Developer6 min read

HTML Entity Finder — Search Special Characters and Entity Codes

Tags:HTMLEntitiesSpecial CharactersUnicodeDeveloper Tools

HTML entities are named or numeric codes that represent special characters in web pages. The FindUtils HTML Entity Finder lets you search 249 entities across 9 categories — Currency Symbols, Math Symbols, Arrows, Latin Characters, Greek Letters, Punctuation, Technical Symbols, Geometric Shapes, and Miscellaneous Symbols — and copy the entity name, decimal code, or hex code with a single click.

This guide explains what HTML entities are, how to use the finder tool, when you need entities in your code, and how to choose between the three encoding formats.

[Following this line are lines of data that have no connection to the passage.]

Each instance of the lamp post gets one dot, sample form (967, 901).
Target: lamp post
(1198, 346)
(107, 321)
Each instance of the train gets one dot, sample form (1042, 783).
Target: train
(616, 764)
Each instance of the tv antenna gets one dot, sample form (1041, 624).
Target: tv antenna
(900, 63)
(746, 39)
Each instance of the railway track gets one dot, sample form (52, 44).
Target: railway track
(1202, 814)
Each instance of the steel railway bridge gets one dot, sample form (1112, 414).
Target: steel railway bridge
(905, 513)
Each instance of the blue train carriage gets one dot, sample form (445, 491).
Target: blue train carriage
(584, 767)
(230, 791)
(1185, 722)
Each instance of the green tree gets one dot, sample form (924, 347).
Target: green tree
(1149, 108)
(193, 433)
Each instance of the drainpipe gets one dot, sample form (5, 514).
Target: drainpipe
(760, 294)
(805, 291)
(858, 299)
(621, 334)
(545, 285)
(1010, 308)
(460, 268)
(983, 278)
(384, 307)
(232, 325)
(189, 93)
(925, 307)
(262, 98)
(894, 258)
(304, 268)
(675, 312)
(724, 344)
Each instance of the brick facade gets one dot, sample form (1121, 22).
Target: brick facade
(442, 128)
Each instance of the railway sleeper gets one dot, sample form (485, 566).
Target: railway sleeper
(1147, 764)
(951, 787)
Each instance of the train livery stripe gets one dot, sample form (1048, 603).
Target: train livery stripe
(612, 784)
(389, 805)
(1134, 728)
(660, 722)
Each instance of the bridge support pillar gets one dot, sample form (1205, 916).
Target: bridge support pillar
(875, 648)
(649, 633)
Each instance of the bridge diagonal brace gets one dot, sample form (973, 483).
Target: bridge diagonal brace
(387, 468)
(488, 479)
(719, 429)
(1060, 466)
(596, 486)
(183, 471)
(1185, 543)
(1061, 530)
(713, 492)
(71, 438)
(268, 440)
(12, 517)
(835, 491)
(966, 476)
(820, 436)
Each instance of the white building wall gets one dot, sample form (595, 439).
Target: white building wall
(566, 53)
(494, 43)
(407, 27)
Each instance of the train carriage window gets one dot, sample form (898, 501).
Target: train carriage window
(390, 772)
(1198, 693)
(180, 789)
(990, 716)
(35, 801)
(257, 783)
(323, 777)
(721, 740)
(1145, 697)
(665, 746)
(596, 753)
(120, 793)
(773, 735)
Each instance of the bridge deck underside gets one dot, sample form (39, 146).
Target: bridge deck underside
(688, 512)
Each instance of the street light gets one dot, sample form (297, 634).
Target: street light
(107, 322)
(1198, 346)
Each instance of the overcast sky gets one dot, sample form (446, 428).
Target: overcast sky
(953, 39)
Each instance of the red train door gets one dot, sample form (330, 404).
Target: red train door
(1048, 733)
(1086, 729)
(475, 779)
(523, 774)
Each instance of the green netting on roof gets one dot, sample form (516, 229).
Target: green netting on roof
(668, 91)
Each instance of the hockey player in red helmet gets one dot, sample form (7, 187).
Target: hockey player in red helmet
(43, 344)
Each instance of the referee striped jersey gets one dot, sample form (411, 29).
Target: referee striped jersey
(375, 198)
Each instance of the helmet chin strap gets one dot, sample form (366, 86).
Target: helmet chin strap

What Are HTML Entities and Why Do They Matter?

HTML entities are escape sequences that render special characters in a browser. Characters like <, >, and & have structural meaning in HTML, so writing them directly in your markup breaks the page. Entities let you display these characters safely as visible text.

Beyond reserved characters, entities give you access to hundreds of symbols that do not appear on a standard keyboard. Copyright signs, mathematical operators, arrows, Greek letters, and currency symbols all require entity codes unless you manually insert Unicode. Using named entities (like &copy;) also makes your source code more readable than raw Unicode codepoints.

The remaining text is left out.